Despite Gillislee's injury early in the season and other injuries that have nagged him during his career, the coaches won't back off the load of touches he has this year.

"We've got to do what we've got to do," Pease said. "If he needs to carry it 30 times this time, he'll carry it 30. If he's got to carry it 12, he'll carry it 12."

The previous injuries won't affect how many carries Gillislee gets. He carried the ball 24 times against Bowling Green in the season opener. Gillislee ran it 14 times against Texas A&M before he sat out the final ten minutes of the game when he originally injured the groin.

His health was in question as Florida made the trip to Knoxville, but when the Gators needed to run out the clock and secure the victory, Gillislee was up to the challenge. He carried the ball 18 times at Tennessee. The big lead against Kentucky allowed the Gators to get the senior some rest with only 13 carries.

With the increased rest of the bye week, Gillislee should be ready to carry the ball as much as needed against LSU.

"If a guy wants to play at the next level, he better be able to handle it 25 times a game," Pease said. "How strong are you in the fourth quarter? I think the kid is good. I compared him to Doug Martin at Boise State. He would carry it 25-to-30 times a game. Mike can handle that. Mike is good at avoiding people. He's not taking direct hits. He knows how to protect himself, like any good running back does."

OFFENSIVE POINTS INCREASE: The bye week for Florida coincided with a week in college football dominated by offense. Pease had to smile while talking about it. While Florida head coach Will Muschamp spoke negatively about all the points being scored on Monday, Pease admitted enjoying watching some of the eye-popping scores last week.

"I love scoring," Pease said with a grin. "You've got to have players built around you, you've got to be in the system for a few years. It takes some time."

Muschamp credited the increase of the up-tempo offense for the more points being scored since offenses are getting more plays in each game. Pease added that the difference in offensive skill players is also contributing.

"You're seeing receivers nowadays, they're becoming so much bigger and more explosive. Everything has become so spread out, so the passing lanes and how you create explosive plays. Then when you get a guy like Geno Smith, when they can just get up there and launch and they've got speed built there on the edges, you can get behind people and go, it's probably pretty deadly. That's why you see as many points as there are and tempo and running a lot of plays. It wears people down, and defenses have a hard time keeping up if you don't have a lot of depth built up."
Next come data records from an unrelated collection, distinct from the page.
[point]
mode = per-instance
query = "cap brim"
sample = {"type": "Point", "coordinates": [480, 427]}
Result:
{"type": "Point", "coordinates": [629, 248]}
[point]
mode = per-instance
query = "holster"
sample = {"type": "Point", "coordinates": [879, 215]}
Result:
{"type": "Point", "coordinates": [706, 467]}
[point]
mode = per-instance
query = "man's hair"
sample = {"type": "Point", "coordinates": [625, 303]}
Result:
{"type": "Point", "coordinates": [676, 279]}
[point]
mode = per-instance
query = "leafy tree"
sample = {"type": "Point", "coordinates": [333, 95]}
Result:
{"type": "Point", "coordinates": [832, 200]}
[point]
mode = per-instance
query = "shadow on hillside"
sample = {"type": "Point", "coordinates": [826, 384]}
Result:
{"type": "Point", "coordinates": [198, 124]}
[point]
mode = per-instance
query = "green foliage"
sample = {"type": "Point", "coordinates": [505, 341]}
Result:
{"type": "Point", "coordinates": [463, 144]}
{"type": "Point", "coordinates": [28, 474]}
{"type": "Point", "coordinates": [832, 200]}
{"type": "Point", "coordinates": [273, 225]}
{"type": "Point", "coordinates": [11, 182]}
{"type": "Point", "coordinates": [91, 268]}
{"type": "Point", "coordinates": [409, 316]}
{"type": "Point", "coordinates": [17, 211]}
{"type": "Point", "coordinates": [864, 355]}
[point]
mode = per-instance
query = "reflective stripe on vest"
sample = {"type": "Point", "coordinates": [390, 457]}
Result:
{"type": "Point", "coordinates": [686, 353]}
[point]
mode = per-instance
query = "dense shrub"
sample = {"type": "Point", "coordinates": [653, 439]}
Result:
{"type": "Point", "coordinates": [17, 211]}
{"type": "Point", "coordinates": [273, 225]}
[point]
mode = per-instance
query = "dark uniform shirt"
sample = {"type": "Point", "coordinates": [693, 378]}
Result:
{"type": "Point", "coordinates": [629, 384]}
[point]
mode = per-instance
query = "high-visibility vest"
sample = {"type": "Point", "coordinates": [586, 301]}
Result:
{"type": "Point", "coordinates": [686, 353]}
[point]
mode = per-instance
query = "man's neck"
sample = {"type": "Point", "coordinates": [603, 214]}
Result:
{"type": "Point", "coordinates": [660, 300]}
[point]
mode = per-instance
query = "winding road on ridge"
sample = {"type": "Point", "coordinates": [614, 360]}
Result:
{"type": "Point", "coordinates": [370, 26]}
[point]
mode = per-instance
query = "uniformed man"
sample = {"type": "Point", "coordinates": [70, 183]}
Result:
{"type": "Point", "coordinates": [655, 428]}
It's starting to transition into the SEC. While the dominant teams in the conference like Alabama and LSU continue to win with defense and ball possession on offense, Pease doesn't think it will be long until the high-octane attacks start to work their way into the SEC. He already sees it happening.

"I think you're seeing a little bit of it in Tennessee, you're seeing with (Texas) A&M," Pease said. "Missouri already presents that, that's how they've played for years with it. I think it's still part of it, and you'll probably see more and more of it. If teams are successful, it's like in the NFL, if it's a trend, people try to adopt that."